He got no further. A pall of darkness suddenly dropped upon the room. An inky curtain seemed to have fallen from the sky. At the same time the windows were shaken by tremendous blasts of wind, and, as the electric lights were hastily turned on, huge snowflakes, intermingled with rattling hailstones, were seen careering outside. In a few seconds several large panes of glass were broken, and the chilling wind, sweeping round the apartment, made the teeth of the thinly clad statesmen chatter, while the noise of the storm became deafening. The sky lightened, but at the same moment dreadful thunderpeals shook the building. Two or three trees in the White House grounds were struck by the bolts, and their broken branches were driven through the air and carried high above the ground by the whirling winds, and one of them was thrown against the building with such force that for a moment it seemed as if the wall had been shattered.
After the first stunning effect of this outbreak of the elements had passed, everybody rushed to the windows to look out—everybody except Cosmo Versál, who remained standing in the center of the room.
"I told you!" he said; but nobody listened to him. What they saw outside absorbed every faculty. The noise was so stunning that they could not have heard him.
We have said that the air lightened after the passage of the first pall of darkness, but it was not the reappearance of the sun that caused the brightening. It was an awful light, which seemed to be born out of the air itself. It had a menacing, coppery hue, continually changing in character. The whole upper atmosphere was choked with dense clouds, which swirled and tumbled, and twisted themselves into great vortical rolls, spinning like gigantic millshafts. Once, one of these vortexes shot downward, with projectile speed, rapidly assuming the terrible form of the trombe of a tornado, and where it struck the ground it tore everything to pieces—trees, houses, the very earth itself were ground to powder and then whirled aloft by the resistless suction.

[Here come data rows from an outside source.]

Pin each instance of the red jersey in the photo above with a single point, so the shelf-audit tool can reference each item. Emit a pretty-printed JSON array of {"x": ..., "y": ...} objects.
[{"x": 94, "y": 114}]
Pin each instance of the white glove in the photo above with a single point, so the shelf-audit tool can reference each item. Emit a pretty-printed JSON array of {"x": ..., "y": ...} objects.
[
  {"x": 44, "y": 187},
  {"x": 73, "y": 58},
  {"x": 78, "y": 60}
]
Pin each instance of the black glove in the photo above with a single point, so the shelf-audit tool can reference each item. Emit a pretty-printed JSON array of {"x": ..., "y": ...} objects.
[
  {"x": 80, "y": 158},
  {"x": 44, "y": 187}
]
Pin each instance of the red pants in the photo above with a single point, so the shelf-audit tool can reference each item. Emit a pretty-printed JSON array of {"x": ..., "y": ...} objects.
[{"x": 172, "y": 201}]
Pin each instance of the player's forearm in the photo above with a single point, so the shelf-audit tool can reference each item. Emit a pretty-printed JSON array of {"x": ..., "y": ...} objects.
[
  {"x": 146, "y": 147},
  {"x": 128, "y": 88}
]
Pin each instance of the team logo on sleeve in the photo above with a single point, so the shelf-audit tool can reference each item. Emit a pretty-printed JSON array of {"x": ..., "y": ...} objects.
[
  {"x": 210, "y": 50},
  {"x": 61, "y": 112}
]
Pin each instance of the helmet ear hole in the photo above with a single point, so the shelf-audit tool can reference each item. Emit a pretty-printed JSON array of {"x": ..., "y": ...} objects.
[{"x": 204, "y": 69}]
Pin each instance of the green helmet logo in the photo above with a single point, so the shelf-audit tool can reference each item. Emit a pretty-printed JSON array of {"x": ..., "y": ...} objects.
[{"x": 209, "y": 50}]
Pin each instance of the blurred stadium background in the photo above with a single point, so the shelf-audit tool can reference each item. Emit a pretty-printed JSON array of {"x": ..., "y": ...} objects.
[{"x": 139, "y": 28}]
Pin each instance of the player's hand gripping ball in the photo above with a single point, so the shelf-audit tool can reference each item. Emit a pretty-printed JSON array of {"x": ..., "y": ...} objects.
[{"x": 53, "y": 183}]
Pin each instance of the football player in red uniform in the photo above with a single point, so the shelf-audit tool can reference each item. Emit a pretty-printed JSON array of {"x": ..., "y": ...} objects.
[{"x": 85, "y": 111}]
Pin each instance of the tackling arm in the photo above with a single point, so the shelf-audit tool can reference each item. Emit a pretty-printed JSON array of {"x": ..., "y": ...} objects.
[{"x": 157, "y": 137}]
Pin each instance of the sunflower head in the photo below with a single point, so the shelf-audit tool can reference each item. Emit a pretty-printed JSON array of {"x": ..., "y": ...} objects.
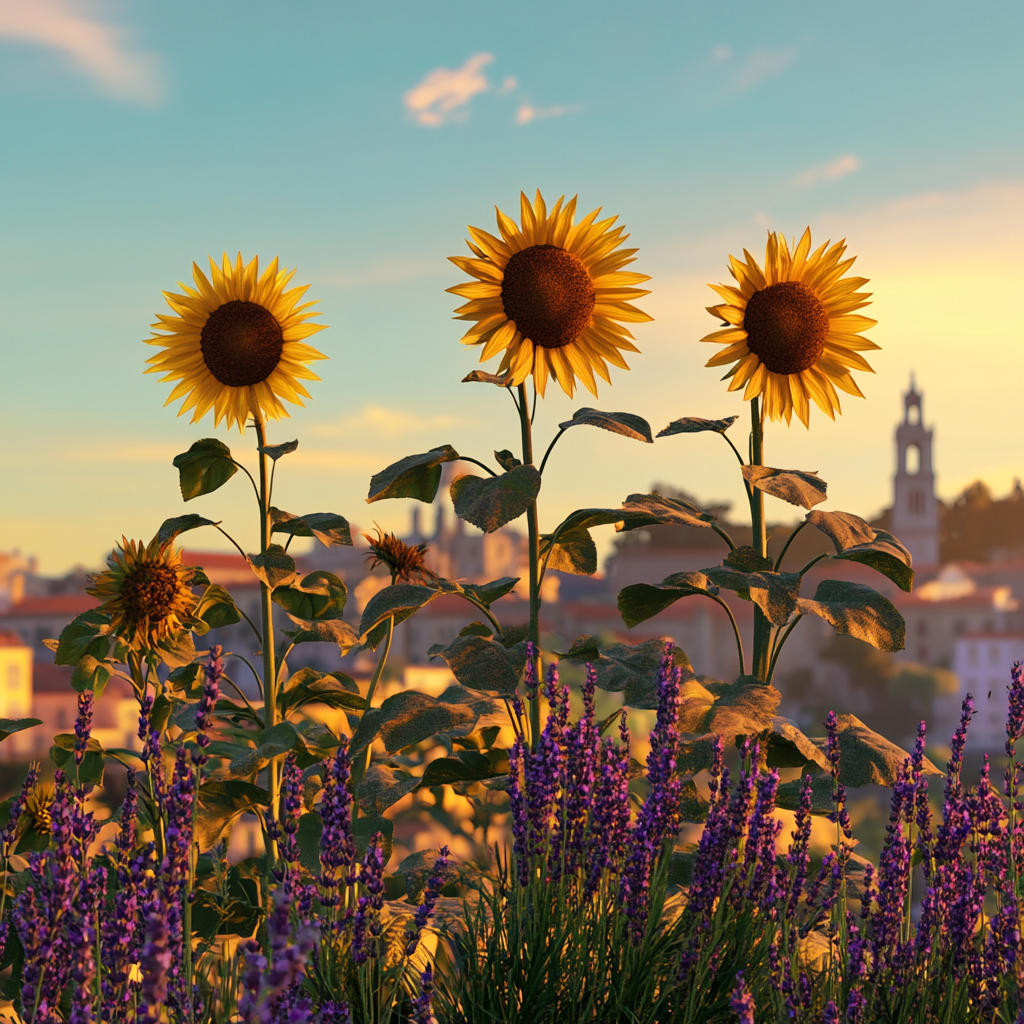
[
  {"x": 236, "y": 342},
  {"x": 146, "y": 591},
  {"x": 551, "y": 295},
  {"x": 36, "y": 815},
  {"x": 404, "y": 561},
  {"x": 793, "y": 334}
]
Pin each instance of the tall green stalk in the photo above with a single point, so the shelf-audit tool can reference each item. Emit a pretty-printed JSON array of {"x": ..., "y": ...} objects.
[{"x": 534, "y": 554}]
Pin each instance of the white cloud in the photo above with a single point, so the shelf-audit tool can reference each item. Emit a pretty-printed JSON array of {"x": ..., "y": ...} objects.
[
  {"x": 830, "y": 171},
  {"x": 527, "y": 113},
  {"x": 101, "y": 51},
  {"x": 438, "y": 97}
]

Occasionally the darkness returned for a few minutes, as if a cover had been clapped upon the sky, and then, again, the murk would roll off, and the reddish gleam would reappear. These swift alternations of impenetrable gloom and unearthly light shook the hearts of the dumfounded statesmen even more than the roar and rush of the storm.
A cry of horror broke from the onlookers when a man and a woman suddenly appeared trying to cross the White House grounds to reach a place of comparative safety, and were caught up by the wind, clinging desperately to each other, and hurled against a wall, at whose base they fell in a heap.
Then came another outburst of lightning, and a vicious bolt descended upon the Washington Monument, and, twisting round it, seemed to envelop the great shaft in a pulsating corkscrew of blinding fire. The report that instantly followed made the White House dance upon its foundations, and, as if that had been a signal, the flood-gates of the sky immediately opened, and rain so dense that it looked like a solid cataract of water poured down upon the earth. The raging water burst into the basement of the building, and ran off in a shoreless river toward the Potomac.
The streaming rain, still driven by the wind, poured through the broken windows, driving the President and the others to the middle of the room, where they soon stood in rills of water soaking the thick carpet.
They were all as pale as death. Their eyes sought one another's faces in dumb amazement. Cosmo Versál alone retained perfect self-command. In spite of his slight stature he looked their master. Raising his voice to the highest pitch, in order to be heard, he shouted:
"These are the first drops of the Deluge! Will you believe now?"